Государь принял от меня несколько докладов, подробно говорил со мной о делах и с интересом расспрашивал меня об английской королевской семье, с которой он был, из всех своих родственников, в наиболее близких отношениях. А между тем, в нескольких шагах от его кабинета, лежал при смерти его сын, вымоленный у Бога матерью своей, Наследник Русского Престола, за жизнь которого он отдал бы свою.
На третий день моего пребывания в Спале я узнал от пользовавших Наследника врачей, что на выздоровление больного было мало надежды. Мне надо было возвращаться в Петроград. Откланиваясь Государю перед отъездом, я спросил его о состоянии Цесаревича.
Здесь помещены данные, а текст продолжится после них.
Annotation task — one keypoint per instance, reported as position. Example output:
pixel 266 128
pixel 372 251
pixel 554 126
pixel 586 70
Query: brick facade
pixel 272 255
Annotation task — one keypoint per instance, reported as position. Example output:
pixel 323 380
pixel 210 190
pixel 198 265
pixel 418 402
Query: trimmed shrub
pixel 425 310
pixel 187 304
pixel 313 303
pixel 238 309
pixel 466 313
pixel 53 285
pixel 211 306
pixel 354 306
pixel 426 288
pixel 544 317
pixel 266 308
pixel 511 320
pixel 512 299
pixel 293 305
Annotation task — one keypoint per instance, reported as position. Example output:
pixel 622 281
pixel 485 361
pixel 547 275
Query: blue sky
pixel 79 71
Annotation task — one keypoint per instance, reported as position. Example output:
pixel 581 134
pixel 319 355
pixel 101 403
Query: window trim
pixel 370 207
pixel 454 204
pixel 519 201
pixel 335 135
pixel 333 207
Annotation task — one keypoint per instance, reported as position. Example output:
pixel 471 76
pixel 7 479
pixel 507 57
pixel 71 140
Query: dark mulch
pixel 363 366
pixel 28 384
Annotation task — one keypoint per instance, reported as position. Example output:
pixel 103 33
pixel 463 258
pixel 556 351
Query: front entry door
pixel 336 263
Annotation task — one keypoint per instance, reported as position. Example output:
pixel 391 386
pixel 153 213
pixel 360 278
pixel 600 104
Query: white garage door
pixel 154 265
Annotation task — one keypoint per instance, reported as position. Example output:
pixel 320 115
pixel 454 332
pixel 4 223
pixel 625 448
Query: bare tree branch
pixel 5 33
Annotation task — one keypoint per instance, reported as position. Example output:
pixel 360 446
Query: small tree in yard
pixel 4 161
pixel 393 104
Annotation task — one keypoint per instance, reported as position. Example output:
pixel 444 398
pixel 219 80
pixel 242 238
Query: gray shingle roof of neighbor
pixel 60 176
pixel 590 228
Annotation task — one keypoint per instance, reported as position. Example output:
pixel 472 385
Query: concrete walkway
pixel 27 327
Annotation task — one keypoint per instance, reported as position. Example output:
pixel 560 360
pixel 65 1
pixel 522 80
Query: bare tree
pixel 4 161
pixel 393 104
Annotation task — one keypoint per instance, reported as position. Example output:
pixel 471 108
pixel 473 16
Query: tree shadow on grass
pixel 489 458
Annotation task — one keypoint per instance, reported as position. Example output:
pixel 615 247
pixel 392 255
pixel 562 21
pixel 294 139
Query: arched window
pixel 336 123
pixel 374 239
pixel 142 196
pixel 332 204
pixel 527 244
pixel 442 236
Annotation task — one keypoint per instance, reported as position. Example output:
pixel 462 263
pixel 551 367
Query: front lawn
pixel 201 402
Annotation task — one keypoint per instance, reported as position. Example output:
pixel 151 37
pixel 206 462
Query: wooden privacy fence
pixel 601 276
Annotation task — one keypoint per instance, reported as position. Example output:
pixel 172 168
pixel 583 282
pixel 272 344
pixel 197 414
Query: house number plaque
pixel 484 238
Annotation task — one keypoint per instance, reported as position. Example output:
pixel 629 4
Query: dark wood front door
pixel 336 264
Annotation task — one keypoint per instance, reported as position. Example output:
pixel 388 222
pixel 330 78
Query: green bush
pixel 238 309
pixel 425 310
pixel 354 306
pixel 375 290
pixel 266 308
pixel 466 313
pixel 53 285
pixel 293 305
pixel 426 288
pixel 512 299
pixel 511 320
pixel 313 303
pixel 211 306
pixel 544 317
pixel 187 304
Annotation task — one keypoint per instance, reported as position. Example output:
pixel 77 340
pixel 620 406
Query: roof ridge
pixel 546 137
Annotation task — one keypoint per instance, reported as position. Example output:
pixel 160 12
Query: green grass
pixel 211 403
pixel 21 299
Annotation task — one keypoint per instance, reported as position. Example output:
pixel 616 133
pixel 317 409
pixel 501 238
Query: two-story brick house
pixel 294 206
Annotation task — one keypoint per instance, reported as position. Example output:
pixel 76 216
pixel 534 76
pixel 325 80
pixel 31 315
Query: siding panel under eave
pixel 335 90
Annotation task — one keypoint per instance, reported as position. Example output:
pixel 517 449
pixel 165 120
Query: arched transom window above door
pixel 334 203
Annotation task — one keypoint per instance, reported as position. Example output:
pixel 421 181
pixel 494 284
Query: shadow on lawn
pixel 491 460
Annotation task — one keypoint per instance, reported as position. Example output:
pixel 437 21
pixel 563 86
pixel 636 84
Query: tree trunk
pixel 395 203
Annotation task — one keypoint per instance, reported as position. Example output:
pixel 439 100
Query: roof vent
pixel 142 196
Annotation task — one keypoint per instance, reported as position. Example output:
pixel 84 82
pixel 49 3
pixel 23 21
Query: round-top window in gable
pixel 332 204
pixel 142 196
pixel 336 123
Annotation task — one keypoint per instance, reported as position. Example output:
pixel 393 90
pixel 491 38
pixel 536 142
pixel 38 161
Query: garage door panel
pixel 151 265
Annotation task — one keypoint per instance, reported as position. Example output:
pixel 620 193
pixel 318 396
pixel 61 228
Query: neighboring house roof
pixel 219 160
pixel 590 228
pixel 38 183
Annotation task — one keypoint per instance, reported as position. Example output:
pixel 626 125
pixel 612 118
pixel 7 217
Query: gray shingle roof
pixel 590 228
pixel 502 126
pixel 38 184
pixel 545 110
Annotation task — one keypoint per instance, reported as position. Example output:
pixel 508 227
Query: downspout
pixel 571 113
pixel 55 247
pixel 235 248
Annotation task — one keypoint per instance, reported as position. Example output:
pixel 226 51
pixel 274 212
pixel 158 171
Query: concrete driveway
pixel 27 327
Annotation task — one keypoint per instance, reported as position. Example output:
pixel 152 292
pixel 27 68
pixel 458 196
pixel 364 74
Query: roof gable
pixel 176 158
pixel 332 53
Он ответил мне тихим, но спокойным голосом: «надеемся на Бога». В этих словах не было ни тени условности или фальши. Они звучали просто и правдиво.
Сдержанность и самообладание Императора Николая были хорошо известны и составляли предмет удивления всех, кто имел случай наблюдать их. Это были уже не черты нацюнального характера, а качества, выработанные, вероятно, упорным и долгим трудом его разума и воли.
Как-то раз мне пришлось говорить с Государем об одном из бывших его министров, которого он не любил по многим и хорошо известным мне причинам и который, с своей стороны, старался вредить ему всеми силами в общественном мнении. Слыша его суждение об этом, в нравственном отношении мало привлекательном человеке, я выразил ему мое удивление по поводу того, что в его оценке не звучала совершенно нота личного раздражения, столь понятного в данном случае. На это Государь ответил мне следуюшими словами, живо сохранившимися в моей памяти: «Эту струну личного раздражения мне удалось уже давно заставить в себе совершенно замолкнуть. Раздражительностью ничему не поможешь, да к тому же от меня резкое слово звучало бы обиднее, чем от кого-нибудь другого». Как глубоко он был прав и сколько доброты лежало в основании этого замечания!